Waiting for trains to pass through Saskatoon is costing the city more than just lost time.
The Saskatoon Regional Economic Development Authority (SREDA) released results of a study last Thursday. It found the local economy loses $2.5 million of Gross Domestic Product per year as a result of traffic delays at the nine major rail crossings in the city.
“The lost GDP is due to lost labour productivity to businesses in the Saskatoon region,” explained Alex Fallon, SREDA president and CEO, in a news release Nov. 10.
In the same release, Saskatoon’s director of transportation, Angela Gardiner, said the study provided a measure of what the city has suspected for some time.
The findings were highlighted in a report for Monday’s meeting of the Standing Police Committee on Transportation.

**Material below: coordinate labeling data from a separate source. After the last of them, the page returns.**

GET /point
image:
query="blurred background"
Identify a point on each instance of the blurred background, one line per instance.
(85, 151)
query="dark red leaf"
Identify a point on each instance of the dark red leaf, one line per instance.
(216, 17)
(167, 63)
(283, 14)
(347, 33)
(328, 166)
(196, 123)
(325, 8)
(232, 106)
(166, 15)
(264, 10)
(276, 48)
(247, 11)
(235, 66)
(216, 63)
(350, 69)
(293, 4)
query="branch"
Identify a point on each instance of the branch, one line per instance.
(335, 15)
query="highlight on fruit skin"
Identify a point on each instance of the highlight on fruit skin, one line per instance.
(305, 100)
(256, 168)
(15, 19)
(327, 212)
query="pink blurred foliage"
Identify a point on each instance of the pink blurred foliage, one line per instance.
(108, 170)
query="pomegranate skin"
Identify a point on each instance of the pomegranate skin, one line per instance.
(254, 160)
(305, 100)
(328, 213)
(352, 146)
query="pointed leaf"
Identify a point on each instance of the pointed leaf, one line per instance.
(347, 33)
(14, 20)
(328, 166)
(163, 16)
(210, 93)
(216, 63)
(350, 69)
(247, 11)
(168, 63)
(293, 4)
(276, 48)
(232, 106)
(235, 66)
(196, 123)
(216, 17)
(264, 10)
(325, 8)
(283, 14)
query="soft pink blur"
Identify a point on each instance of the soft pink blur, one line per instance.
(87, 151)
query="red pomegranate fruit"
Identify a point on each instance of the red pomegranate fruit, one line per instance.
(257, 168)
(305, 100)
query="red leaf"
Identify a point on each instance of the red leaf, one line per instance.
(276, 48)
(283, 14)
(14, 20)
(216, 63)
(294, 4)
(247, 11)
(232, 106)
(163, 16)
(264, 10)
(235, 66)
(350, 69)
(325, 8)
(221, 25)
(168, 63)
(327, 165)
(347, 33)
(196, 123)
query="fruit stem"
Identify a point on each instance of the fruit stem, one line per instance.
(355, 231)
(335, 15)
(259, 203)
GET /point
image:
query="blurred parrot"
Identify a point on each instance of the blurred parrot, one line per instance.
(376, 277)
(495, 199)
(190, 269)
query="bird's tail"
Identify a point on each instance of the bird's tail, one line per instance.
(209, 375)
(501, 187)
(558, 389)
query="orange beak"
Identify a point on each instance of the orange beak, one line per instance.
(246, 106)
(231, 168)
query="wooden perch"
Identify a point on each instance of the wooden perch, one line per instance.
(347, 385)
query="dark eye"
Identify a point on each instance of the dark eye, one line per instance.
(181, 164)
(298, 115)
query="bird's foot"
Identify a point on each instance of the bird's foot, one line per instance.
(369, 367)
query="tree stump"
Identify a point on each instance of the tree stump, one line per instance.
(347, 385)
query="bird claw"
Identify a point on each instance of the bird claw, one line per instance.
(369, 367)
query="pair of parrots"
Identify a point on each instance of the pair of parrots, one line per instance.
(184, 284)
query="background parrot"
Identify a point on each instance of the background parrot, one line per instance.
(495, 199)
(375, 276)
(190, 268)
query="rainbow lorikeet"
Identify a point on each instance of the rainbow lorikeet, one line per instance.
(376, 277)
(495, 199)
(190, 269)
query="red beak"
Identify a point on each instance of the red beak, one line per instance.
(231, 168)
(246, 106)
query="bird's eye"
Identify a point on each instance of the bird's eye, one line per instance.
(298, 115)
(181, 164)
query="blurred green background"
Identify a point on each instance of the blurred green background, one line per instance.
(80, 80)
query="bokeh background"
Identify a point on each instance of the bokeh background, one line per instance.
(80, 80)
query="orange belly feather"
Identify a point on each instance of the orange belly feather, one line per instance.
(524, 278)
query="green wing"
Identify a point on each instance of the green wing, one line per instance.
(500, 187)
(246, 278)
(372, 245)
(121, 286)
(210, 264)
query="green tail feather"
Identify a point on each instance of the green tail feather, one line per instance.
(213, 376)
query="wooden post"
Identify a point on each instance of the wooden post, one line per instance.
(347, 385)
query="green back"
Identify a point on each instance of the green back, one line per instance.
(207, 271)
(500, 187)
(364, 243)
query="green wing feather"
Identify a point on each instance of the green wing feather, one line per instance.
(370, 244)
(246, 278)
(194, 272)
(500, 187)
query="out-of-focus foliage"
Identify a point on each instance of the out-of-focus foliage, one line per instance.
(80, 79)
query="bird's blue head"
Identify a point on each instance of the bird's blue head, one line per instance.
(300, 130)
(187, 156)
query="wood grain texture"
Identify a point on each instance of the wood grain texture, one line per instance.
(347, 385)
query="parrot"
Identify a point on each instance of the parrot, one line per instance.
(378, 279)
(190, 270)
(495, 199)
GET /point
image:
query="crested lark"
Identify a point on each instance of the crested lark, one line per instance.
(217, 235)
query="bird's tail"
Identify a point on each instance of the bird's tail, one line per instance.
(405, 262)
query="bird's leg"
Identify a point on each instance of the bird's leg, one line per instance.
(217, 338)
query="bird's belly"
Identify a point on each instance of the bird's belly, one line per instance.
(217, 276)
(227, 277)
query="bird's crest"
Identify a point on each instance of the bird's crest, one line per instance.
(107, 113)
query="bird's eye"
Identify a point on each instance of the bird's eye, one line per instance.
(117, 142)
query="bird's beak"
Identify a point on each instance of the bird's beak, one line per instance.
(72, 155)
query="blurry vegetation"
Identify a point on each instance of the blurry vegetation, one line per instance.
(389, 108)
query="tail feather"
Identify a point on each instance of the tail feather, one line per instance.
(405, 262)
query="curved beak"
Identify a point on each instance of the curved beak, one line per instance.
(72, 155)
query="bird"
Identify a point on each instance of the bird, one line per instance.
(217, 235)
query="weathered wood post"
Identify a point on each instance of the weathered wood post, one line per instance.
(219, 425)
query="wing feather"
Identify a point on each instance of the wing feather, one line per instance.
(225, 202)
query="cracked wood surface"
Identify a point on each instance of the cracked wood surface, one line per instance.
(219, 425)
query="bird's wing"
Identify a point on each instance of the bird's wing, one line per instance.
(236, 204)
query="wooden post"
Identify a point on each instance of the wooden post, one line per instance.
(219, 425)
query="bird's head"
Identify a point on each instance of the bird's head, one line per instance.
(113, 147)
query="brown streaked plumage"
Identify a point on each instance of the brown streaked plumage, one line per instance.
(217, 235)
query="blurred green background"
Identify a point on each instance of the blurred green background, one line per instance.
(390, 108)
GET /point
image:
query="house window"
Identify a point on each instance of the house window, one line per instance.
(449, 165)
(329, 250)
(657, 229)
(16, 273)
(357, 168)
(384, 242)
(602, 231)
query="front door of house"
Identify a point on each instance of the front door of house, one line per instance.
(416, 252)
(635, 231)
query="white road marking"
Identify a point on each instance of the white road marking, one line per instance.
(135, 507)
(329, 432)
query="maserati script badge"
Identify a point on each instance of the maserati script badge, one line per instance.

In March, the Committee asked for the Railway Working Group to have its duties expanded to include looking at relocating railways.
The city said this additional mandate will be considered in the 2017 budget discussions at the end of November.
An upcoming feasibility study will look into the two options being considered: building grade separations at priority crossings or relocating Canadian Pacific rail infrastructure – including the Sutherland Yards.
Gardiner said if the CP relocation is deemed financially feasible, the study will likely look at something similar for CN. As it stands, CP has a greater impact on the city’s road network compared to CN.
Once council chooses an option, the second phase of the study will look into approaching other levels of government for funding.
The first phase of the study is set to be complete next year and presented to the Standing Policy Committee on Transportation in early 2018.